UNITA: Campanha de Rafael Massanga rejeita ligação ao “Movimento de Resgate”

Luanda — A Direção Geral da Campanha do candidato Rafael Massanga Sakaita Savimbi, concorrente à liderança da UNITA, emitiu um comunicado oficial nesta sexta-feira para repudiar veementemente qualquer associação entre a sua candidatura e o controverso “Movimento de Resgate”, grupo dissidente acusado de tentar desestabilizar o partido.
No documento, a Direção da campanha esclarece que é a única entidade autorizada a representar o candidato junto aos órgãos internos da UNITA e a outras instituições, sendo, portanto, a única fonte legítima de declarações e posicionamentos públicos em nome de Rafael Massanga. “Nenhum outro órgão, sobretudo não enquadrado no nosso partido, tem mandato algum para fazê-lo”, afirma o comunicado.
A nota classifica como “infundadas, tendenciosas, subjetivas e vergonhosas” as tentativas de vincular a candidatura de Massanga ao chamado “Movimento de Resgate”. Este grupo, que se apresenta como parte da UNITA, é amplamente visto como uma força paralela sem legitimidade estatutária, e tem sido acusado de atuar como instrumento de desestabilização interna, supostamente com apoio de figuras ligadas ao MPLA, como o general Ferreira Tavares. O grupo ganhou notoriedade ao tentar impugnar o XIV Congresso da UNITA, que elegeu Adalberto Costa Júnior como presidente, e por promover divisões internas sob o pretexto de defender a legalidade partidária.
A Direção da campanha de Massanga denuncia ainda uma campanha de “calúnia, intriga, difamação e injúria” contra o candidato, que é apresentado como um militante comprometido com os princípios e estatutos da UNITA. O comunicado reforça o compromisso de Massanga com a unidade do partido e com o objetivo de alcançar o poder em 2027 “para o bem de Angola e dos angolanos”.
Por fim, a nota apela à serenidade, vigilância e ação patriótica dos militantes, delegados ao congresso, simpatizantes e amigos da UNITA, reafirmando o lema da campanha: “Todos contam. Sim, é possível. Para frente, sempre!”

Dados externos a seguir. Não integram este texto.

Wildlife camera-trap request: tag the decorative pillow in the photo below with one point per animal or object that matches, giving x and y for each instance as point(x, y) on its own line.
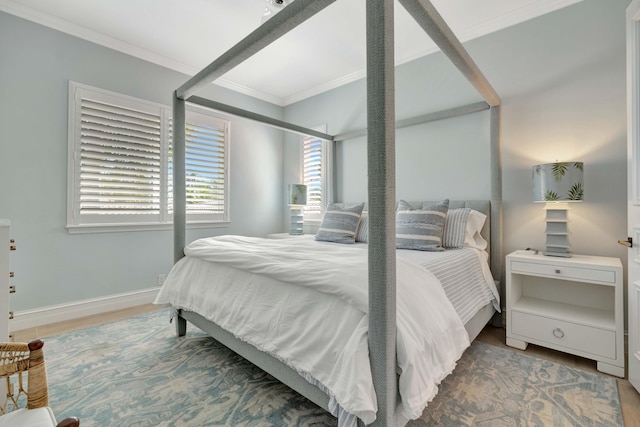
point(455, 228)
point(339, 224)
point(462, 228)
point(362, 234)
point(420, 229)
point(473, 238)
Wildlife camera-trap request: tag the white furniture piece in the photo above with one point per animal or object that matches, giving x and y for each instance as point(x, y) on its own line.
point(573, 305)
point(6, 244)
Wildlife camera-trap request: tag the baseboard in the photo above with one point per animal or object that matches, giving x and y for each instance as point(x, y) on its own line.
point(59, 313)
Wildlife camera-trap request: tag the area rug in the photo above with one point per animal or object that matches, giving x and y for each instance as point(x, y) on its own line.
point(135, 372)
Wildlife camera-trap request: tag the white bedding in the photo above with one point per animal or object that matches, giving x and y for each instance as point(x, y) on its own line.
point(306, 303)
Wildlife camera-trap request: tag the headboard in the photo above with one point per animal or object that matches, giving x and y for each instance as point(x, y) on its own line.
point(491, 226)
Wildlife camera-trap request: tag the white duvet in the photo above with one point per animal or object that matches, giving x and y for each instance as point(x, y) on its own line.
point(306, 303)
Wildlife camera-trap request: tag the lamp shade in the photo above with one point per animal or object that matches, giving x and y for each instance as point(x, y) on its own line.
point(560, 181)
point(297, 194)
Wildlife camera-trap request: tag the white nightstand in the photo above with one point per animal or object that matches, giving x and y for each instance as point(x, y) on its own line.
point(572, 304)
point(283, 236)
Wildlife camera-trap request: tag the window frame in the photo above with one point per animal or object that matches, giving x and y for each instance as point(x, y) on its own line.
point(326, 172)
point(163, 220)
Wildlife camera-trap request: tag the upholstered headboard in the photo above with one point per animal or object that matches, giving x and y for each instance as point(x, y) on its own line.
point(491, 226)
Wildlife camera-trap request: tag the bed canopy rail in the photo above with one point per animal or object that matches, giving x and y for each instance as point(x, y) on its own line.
point(380, 154)
point(424, 118)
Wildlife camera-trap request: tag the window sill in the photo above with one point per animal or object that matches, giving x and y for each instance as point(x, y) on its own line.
point(127, 227)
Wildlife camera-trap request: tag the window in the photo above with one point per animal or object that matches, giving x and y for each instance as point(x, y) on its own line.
point(120, 163)
point(316, 173)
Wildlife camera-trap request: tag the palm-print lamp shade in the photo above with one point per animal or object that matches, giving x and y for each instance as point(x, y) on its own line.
point(562, 182)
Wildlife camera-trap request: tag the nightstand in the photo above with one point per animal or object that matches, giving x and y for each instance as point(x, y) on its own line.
point(572, 304)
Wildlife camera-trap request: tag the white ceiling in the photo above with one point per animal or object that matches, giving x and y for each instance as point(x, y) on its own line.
point(325, 52)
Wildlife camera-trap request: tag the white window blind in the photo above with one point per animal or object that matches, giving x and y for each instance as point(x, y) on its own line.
point(120, 162)
point(313, 176)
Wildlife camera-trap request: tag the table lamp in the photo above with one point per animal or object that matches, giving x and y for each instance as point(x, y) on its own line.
point(297, 200)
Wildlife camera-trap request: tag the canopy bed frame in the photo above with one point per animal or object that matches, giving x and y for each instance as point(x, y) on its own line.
point(381, 171)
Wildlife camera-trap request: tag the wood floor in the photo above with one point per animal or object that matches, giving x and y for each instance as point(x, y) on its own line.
point(629, 397)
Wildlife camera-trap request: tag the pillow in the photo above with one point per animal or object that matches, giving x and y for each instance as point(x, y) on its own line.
point(455, 227)
point(339, 224)
point(473, 238)
point(462, 228)
point(420, 229)
point(362, 234)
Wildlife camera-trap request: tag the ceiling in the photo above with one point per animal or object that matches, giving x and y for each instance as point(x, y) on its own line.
point(325, 52)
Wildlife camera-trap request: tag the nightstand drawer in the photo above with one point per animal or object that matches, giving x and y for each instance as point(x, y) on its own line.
point(574, 336)
point(563, 272)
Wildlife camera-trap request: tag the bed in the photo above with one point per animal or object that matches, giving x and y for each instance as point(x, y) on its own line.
point(381, 198)
point(302, 304)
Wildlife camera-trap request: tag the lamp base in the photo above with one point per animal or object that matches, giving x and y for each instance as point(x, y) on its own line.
point(557, 231)
point(297, 221)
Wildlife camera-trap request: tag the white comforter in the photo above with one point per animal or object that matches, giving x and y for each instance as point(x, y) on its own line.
point(306, 303)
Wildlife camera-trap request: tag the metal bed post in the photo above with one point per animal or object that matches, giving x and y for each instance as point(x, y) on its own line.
point(381, 195)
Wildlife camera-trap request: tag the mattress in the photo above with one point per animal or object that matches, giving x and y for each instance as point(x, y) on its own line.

Essa declaração surge num momento de tensão interna no maior partido da oposição angolana, onde disputas de liderança têm sido acompanhadas de tentativas externas de interferência, segundo denunciam membros da própria UNITA. O “Movimento de Resgate”, embora se apresente como defensor da legalidade, é amplamente percebido como um fator de instabilidade, cuja atuação visa minar a coesão interna do partido e enfraquecer sua capacidade de enfrentar o regime vigente nas eleições de 2027.